A él (ausente) se le echan las culpas de todo lo culpable e  inculpable. En su honra, en sus defectos verdaderos o fingidos, en sus genialidades desahoga uno ese maldito gusto de murmura que a todos nos pica. Contra él, al parecer al menos, echamos la bilis que no nos atrevemos a echar contra los presentes. Él, de ordinario, es la desdichada cabeza de turco en donde cchocan nuestros mal genio, nuestros celillos, nuestra maledicencia …..¡que malos somos frecuentemente para la tercera persona del pronombre personal!

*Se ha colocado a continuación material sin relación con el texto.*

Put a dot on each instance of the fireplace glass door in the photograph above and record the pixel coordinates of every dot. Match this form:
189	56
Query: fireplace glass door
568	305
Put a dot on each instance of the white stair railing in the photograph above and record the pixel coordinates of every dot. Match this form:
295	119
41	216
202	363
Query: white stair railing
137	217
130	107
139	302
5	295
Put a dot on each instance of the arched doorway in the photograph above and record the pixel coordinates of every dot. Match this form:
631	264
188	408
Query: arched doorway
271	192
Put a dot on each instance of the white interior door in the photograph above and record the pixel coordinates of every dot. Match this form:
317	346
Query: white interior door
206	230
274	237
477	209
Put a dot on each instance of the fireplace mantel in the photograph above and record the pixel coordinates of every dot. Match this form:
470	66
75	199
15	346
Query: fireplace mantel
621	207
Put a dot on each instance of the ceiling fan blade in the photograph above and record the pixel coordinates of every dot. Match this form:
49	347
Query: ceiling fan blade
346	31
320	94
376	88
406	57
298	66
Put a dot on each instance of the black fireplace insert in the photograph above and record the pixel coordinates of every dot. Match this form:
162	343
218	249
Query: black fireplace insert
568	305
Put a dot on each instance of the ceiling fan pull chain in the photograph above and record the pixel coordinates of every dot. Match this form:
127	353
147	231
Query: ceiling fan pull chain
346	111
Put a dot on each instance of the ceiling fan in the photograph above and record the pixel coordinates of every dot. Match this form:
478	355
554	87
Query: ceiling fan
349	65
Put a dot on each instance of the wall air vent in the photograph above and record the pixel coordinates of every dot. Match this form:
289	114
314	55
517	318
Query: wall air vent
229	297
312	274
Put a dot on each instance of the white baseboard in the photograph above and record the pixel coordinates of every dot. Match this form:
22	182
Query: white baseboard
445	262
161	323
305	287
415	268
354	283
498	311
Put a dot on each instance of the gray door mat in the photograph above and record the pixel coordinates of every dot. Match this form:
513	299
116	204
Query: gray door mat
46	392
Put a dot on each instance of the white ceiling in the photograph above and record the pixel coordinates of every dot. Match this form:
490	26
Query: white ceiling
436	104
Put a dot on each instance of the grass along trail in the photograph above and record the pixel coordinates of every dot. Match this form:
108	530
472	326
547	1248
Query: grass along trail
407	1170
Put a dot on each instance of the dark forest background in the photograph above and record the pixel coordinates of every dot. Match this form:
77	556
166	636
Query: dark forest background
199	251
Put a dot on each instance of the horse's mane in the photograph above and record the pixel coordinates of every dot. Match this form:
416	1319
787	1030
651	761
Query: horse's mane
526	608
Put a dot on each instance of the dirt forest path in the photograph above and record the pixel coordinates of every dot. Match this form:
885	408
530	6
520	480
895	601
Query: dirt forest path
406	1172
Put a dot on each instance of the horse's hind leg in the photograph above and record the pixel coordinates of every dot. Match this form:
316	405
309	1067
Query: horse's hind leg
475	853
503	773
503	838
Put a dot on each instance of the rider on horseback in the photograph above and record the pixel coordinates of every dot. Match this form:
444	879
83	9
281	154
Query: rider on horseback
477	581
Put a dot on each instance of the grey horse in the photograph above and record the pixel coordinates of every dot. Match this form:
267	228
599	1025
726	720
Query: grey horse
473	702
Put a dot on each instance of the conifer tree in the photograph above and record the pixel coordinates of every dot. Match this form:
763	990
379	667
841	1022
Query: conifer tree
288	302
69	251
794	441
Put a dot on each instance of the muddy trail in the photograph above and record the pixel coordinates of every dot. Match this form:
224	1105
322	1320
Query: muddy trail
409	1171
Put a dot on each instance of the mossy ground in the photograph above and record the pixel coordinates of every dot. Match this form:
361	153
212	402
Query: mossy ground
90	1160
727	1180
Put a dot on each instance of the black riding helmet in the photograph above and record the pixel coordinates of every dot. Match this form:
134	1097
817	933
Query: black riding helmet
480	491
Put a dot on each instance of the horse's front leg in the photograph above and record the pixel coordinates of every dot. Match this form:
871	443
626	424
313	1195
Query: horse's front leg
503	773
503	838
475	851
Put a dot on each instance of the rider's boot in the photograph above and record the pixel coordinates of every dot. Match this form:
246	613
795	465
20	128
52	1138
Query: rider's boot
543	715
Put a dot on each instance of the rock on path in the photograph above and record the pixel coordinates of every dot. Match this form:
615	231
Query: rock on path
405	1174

Estas frases: esto no lo digo por ti, sino por el otro; si estuviera él delante, lo mismo se lo diría: si no fuera por la prudencia , yo le diría a él …, y otras parecidas y usadas hasta la saciedad, confirma la verdad de mi aserto.

Resulta, pues, la conjugación enunciada:

Yo soy … el número uno; tú eres, por condescendencia mía, el número dos, y él es … lo más malo del mundo; es decir , sobre él echo todo lo malo que me figuro no tener, y que te concedo no tengas tú.

Así conjuga siempre nuestro amor propio.

Señores: mucho cuidadito con estas conjugaciones.

Hay que conjugar, no según la gramática parda del amor propio, sino según la gramática divina del amor del Corazón de Jesús.

Que es precisamente una conjugación a la inversa.

 

Del libro “ Granitos de sal”, de San Manuel González, Obispo.